Avec l’arrivée des élections fédérales, certain·e·s pensent à troquer Justin Trudeau au profit d’Andrew Scheer. Au Canada, l’interruption volontaire de grossesse, aussi connue sous le nom d’avortement, a longtemps été un crime. Il y a à peine 30 ans, l’acte d’avorter était considéré comme criminel à moins que la vie de la femme enceinte ne fût en danger. Même si Scheer réitère qu’il ne soutient pas la réouverture du dossier du droit à l’avortement, les député·e·s conservateur·rice·s pourront déposer des projets de loi anti-avortement — Scheer ayant d’ailleurs déjà voté par le passé en faveur de tels projets.
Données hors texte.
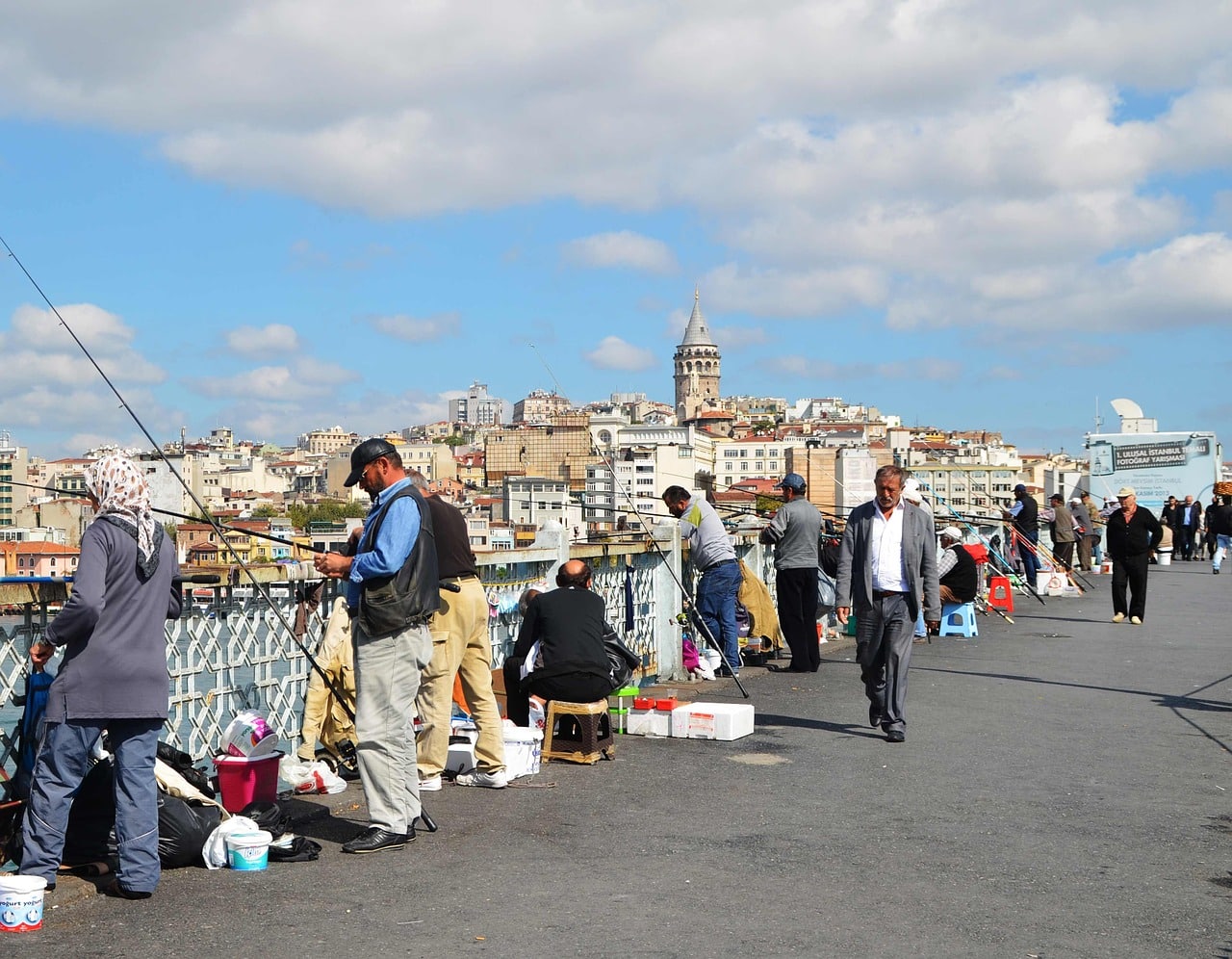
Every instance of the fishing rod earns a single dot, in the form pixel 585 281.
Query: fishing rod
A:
pixel 216 524
pixel 663 555
pixel 239 561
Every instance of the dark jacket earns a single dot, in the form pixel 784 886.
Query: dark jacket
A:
pixel 1141 535
pixel 570 625
pixel 392 603
pixel 962 579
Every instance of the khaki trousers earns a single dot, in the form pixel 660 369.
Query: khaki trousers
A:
pixel 386 682
pixel 461 647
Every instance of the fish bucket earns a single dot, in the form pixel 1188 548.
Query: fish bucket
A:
pixel 249 850
pixel 243 779
pixel 21 902
pixel 249 735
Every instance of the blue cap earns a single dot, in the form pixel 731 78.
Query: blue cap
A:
pixel 791 480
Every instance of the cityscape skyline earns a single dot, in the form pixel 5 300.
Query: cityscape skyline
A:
pixel 968 216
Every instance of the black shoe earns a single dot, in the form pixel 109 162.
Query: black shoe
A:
pixel 374 840
pixel 116 889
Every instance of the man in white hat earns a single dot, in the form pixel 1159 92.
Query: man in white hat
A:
pixel 956 568
pixel 1132 533
pixel 1083 531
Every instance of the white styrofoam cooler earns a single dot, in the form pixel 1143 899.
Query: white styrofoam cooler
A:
pixel 712 720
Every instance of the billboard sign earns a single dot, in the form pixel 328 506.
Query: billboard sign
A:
pixel 1157 465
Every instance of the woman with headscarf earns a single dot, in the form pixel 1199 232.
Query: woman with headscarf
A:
pixel 114 678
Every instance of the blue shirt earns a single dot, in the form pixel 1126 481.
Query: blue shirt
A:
pixel 395 540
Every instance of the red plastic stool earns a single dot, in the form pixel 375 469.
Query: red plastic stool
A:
pixel 999 594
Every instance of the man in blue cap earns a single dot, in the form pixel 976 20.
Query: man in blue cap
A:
pixel 392 589
pixel 795 532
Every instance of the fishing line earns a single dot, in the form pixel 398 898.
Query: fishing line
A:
pixel 663 555
pixel 256 584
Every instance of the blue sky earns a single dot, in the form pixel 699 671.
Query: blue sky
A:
pixel 293 215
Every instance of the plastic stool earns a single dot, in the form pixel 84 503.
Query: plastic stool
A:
pixel 999 594
pixel 579 733
pixel 959 619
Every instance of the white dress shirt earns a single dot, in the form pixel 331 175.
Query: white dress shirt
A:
pixel 886 551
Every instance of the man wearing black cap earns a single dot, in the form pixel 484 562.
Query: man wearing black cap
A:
pixel 1025 515
pixel 392 590
pixel 795 532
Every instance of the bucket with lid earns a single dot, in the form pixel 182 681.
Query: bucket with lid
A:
pixel 249 850
pixel 21 902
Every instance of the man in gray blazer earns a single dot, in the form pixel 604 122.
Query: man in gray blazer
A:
pixel 892 548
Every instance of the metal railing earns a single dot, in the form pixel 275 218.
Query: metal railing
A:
pixel 231 652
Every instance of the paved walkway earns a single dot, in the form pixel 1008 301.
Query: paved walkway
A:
pixel 1064 791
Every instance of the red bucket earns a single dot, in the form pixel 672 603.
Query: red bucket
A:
pixel 243 779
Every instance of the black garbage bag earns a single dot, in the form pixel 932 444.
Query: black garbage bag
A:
pixel 183 830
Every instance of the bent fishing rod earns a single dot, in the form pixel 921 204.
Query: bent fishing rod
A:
pixel 171 513
pixel 663 555
pixel 256 584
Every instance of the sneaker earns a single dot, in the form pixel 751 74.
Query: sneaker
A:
pixel 432 784
pixel 488 781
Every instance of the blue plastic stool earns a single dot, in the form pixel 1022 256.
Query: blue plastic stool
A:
pixel 959 619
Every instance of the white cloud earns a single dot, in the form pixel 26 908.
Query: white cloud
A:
pixel 417 329
pixel 612 352
pixel 275 339
pixel 624 247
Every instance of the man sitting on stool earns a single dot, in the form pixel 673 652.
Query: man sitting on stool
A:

C’est dans ce contexte politique particulier que la librairie féministe L’Euguélionne nous a ouvert ses portes vendredi dernier pour une table ronde sur l’écriture de l’interruption volontaire de grossesse.
Parole aux femmes
L’Euguélionne est une coopérative de solidarité à but non lucratif fondée en 2016 et se spécialise dans les ouvrages féministes, queer, lesbiens, gais, bisexuels, trans, intersexes, asexuels et agenres, two-spirit, anti-racistes, anti-coloniaux, etc. Après une reconnaissance des terres autochtones sur lesquelles nous nous trouvions, c’est tous et toutes collé·e·s et dans une ambiance des plus intimes qu’a débuté la soirée, avec comme animatrice Fanie Demeule, l’autrice de Déterrer les os. Afin de se plonger dans la thématique, l’événement donnait parole à Marie Demers et à Maude Bergeron, respectivement autrice des livres à succès In Between et Les désordres amoureux et celle que l’on connaît entre autres pour son projet d’illustrations Les folies passagères et pour son roman Pamplemousse. Les deux autrices ont livré des extraits de leurs romans inspirés de leurs vies respectives avec vulnérabilité et générosité. Elles ont toutes deux vécu l’expérience d’un avortement, mais en témoignent de façons complètement différentes. Y allant à coups de métaphores fruitées, poétiques et poignantes dans Pamplemousse ou en décrivant l’acte avec une violence touchante et empreinte de culpabilité dans Les désordres amoureux, ces deux écrivaines chamboulent le public avec leurs œuvres. Elles ont d’ailleurs vécu le processus d’écriture à l’opposé : Maude Bergeron écrivait davantage pour elle-même, alors que Marie Demers espérait de son côté être publiée. Par contre, elles ont toutes deux trouvé l’écriture très difficile. Elles ont échangé le micro pour raconter la manière dont elles ont vécu cette expérience traumatisante ainsi que la raison pour laquelle elles ont ressenti le besoin d’écrire, même si cela était difficile émotionnellement.
Une vraie épreuve
Le thème de l’interruption volontaire de grossesse est peu abordé dans la littérature, selon les autrices. L’écrire aura été pour elles un moyen d’avoir une prise de contrôle sur ce qu’il leur est arrivé et d’enfin permettre à d’autres femmes de se reconnaître dans ces récits. En effet, les deux autrices ont avoué avoir reçu de nombreux témoignages en lien avec les avortements, la santé mentale, les relations amoureuses toxiques et plus encore à la suite de leurs publications respectives. Elles se sont senties moins seules lorsque ces femmes leur avouaient se reconnaître dans leurs protagonistes.
Tout au long de la table ronde, elles ont aussi voulu démontrer que l’avortement ne doit pas être banalisé, notamment parce qu’il s’agit d’une décision qui peut s’avérer difficile pour de nombreuses femmes. Je pense que les hommes bénéficieraient de ces lectures, car les autrices ont su présenter des points de vue uniques sur une situation qui peut arriver à énormément de femmes. Le droit à l’interruption volontaire de grossesse est loin d’être un droit sécurisé à travers le monde et il ne faut pas laisser le Canada rétrograder. Cette table ronde m’a réellement ouvert les yeux sur cette épreuve qui demande une grande bravoure, contrairement à ce que certaines personnes peuvent penser. La table ronde terminée, je suis sortie de la librairie secouée d’admiration pour ces deux autrices et avec de nouveaux livres sous le bras.